Start At the Top
The task to begin finding and implementing leadership training for your supervisors and managers may not be as daunting as some would have you believe — unless the initiative came from anyone other than your President, General Manager, or CEO. This is critical because before you venture out to begin any training program, you need to start with the business reasons why you are doing so.
Leadership Training for Supervisors and Managers Must Drive Results
Whether you are considering adding leadership training or not, consider these facts to take to your boss. A University of North Texas study found that companies that train their managers and supervisors show a productivity increase of 21%. A Business Week workforce study reflects a 300% decrease in turnover when companies train their front-line leaders. A Gallup poll of more than one million workers sites the number one reason people leave their job is because of their immediate supervisor or manager.
Before Starting Leadership Development You Must Ask Yourself Seven Key Questions
- Why do we need leadership training?
- What problems are we experiencing, that leadership training will fix?
- What impact will it have on the business?
- How might it positively affect productivity?
- Will we be more profitable after training our supervisors and managers?
- What do you want people to know, do, or feel differently as a result of this training?
- How will we measure its success?
Provided that the President/CEO and their management team are on the same page with these questions, you can then successfully implement any training that is chosen. This process will be the hardest part, but if done correctly and thoroughly, it will make implementation and buy-in all the easier!
Key Leadership Competencies
Don’t waste your time and money on assessments. Some will disagree with me on this, especially those who sell and consult the assessments themselves! The fact of the matter is, research has been done again and again when it comes to identifying the top competencies of leaders. We even did our own research with executives from over 400 organizations (because we didn’t believe it). We uncovered what everyone else has known over the years — the top competencies your managers and supervisors must have:
- Accountability & Responsibility
- Change Management
- Coaching & Mentoring
- Conflict Resolution
- Motivating Yourself & Others
- Trust and Integrity
Which of Those Competencies Can Your Supervisors and Managers Skip?
To help you understand why I believe assessments are a waste of time and money, ask yourself two questions:
- Which of those competencies do I NOT want my managers and supervisors to have?
- If a leader reaches a certain proficiency level in a competency, will it not add value to my organization if they continue to improve?
As one very experienced executive recently told me, “what you guys call them may have changed a little, but the underlying skills are the same as they were 50 years ago, and they’ll be the same 50 years from today.”
Competencies Remain Consistent
Do these competencies vary from organization to organization? Not really. If they do, it is because of a competency that is more technical in nature or one that may be specific to that job, but when it comes to the fundamental ‘soft skills’ or people skills, these are the essential ones for building leadership skills in your formal and informal leaders.

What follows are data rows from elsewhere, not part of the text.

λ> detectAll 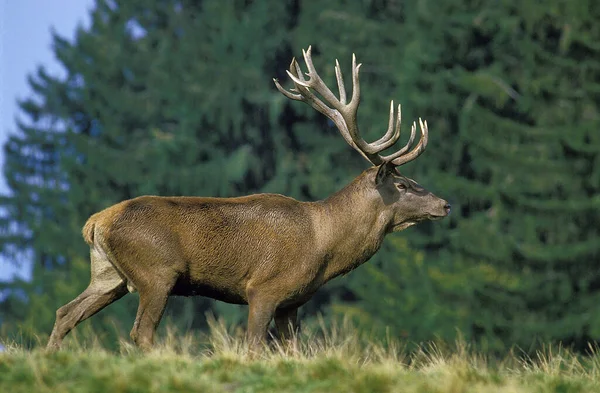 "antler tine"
[274,46,428,166]
[381,118,417,162]
[335,59,346,105]
[384,118,429,166]
[371,100,402,151]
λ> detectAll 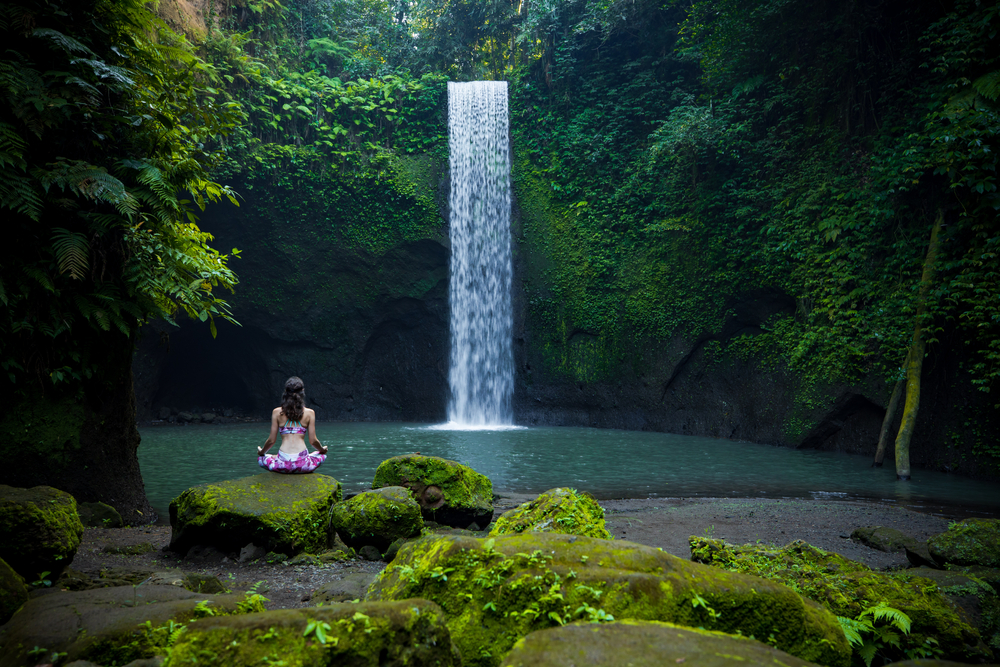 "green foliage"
[0,0,242,392]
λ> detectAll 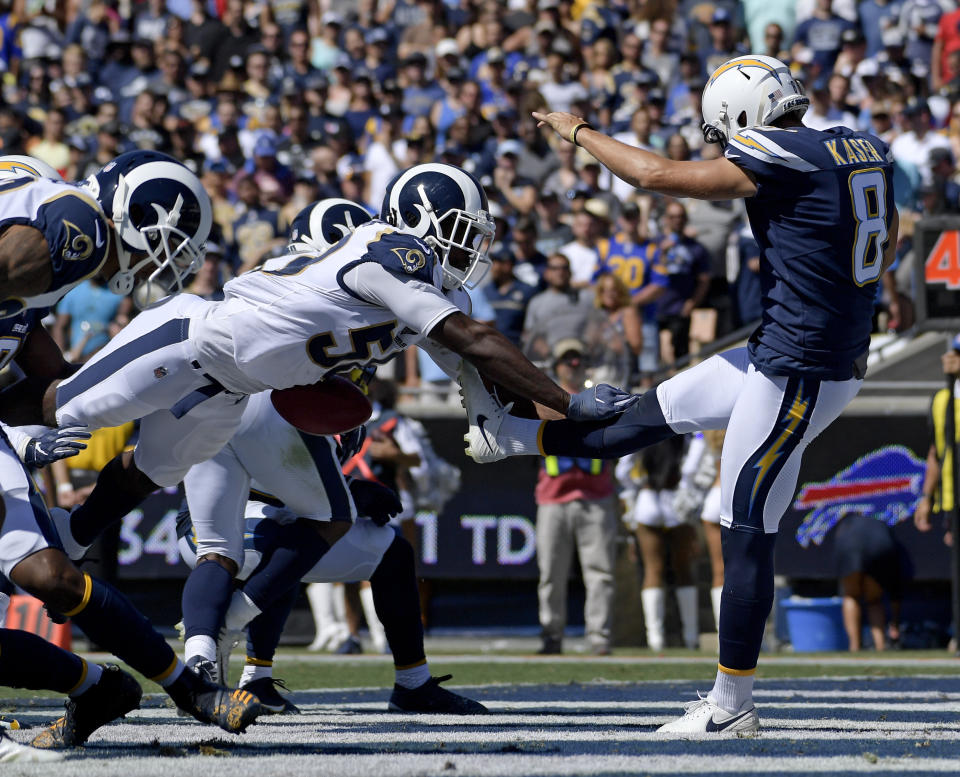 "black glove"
[349,480,403,526]
[337,426,367,466]
[567,383,640,421]
[23,426,90,468]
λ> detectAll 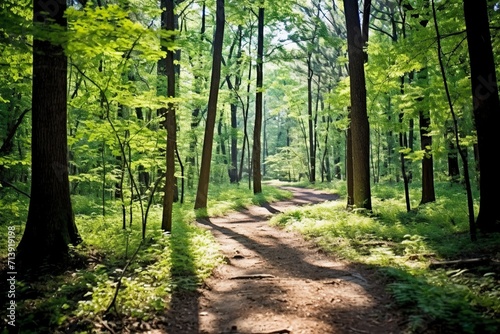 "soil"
[158,187,404,334]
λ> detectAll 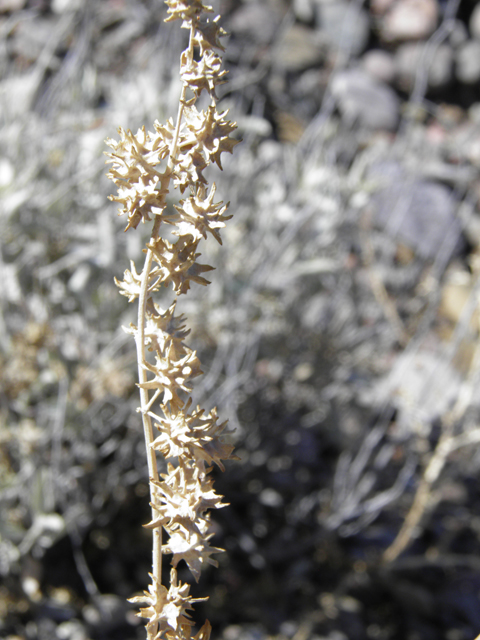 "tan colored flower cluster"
[107,0,238,640]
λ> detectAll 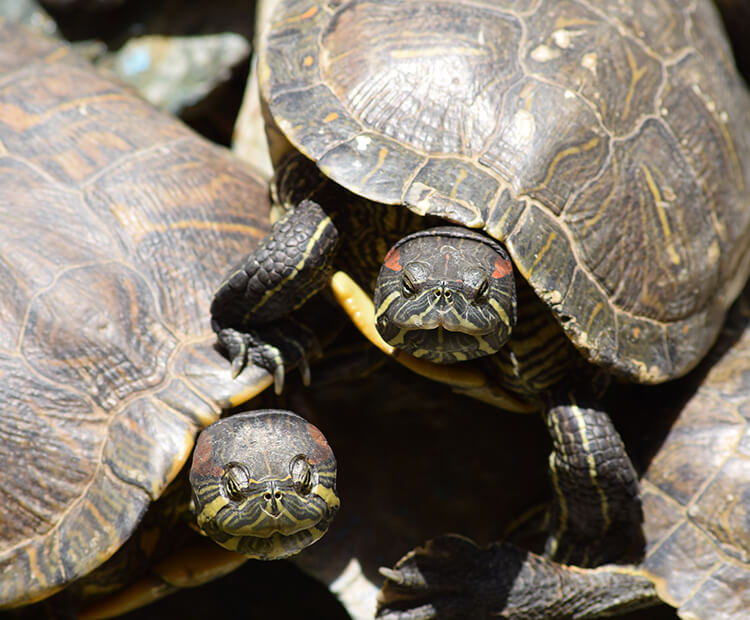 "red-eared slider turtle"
[212,0,750,564]
[0,22,338,607]
[378,280,750,620]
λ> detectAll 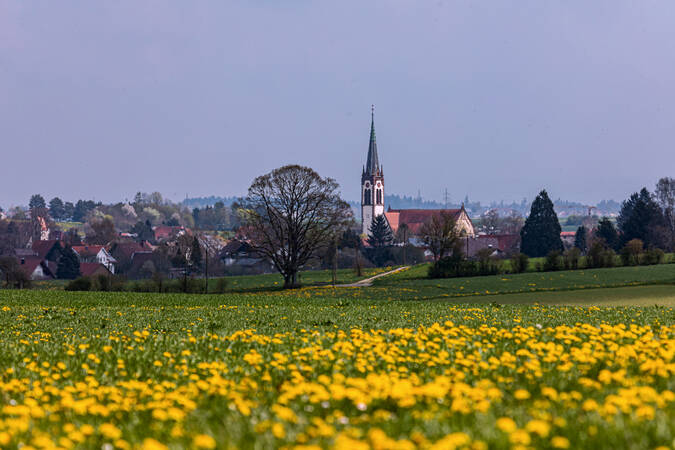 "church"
[361,107,476,237]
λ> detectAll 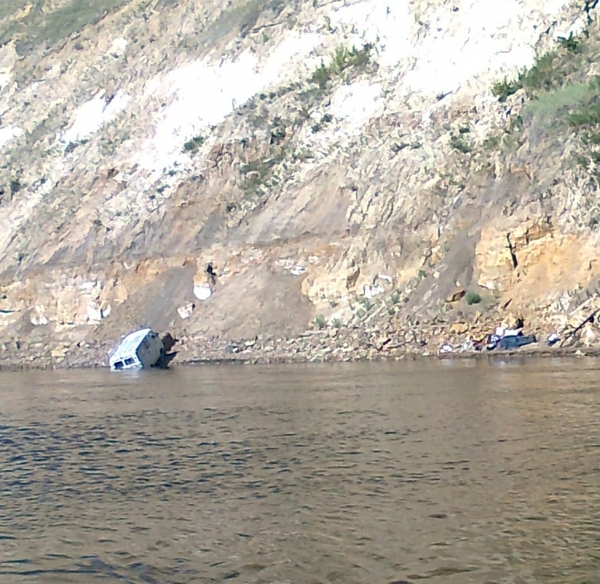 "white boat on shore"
[109,328,165,371]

Promotions are Based on Hard Skills
Most organizations have managers who are promoted based on their job skills or technical skills, but rarely receive any training on how to be a good manager or to supervise others. I am always impressed with organizations that recognize this and prepare their future supervisors and managers before they step up into a leadership role.
Keep Employees on The Job
More than ever, companies are sensitive to having employees away from their productive tasks for too long. Search for training that is short and concise, but still gives you practical skills for growth. Seminars and 3-hour workshops have proven to be ineffective for two reasons. One, up to 90% of what the participant learned is forgotten within 30 days, primarily due to a lack of reinforcement. Two, much of the training that takes place today tends to be a data dump and little time is given to the participant to process and apply what they have learned.
With answers to the above questions and the list of competencies, you have a foundation upon which to either build a leadership program or evaluate off the shelf training materials, which usually require less time and a smaller investment. There are a countless number of companies ready to help you. Good luck!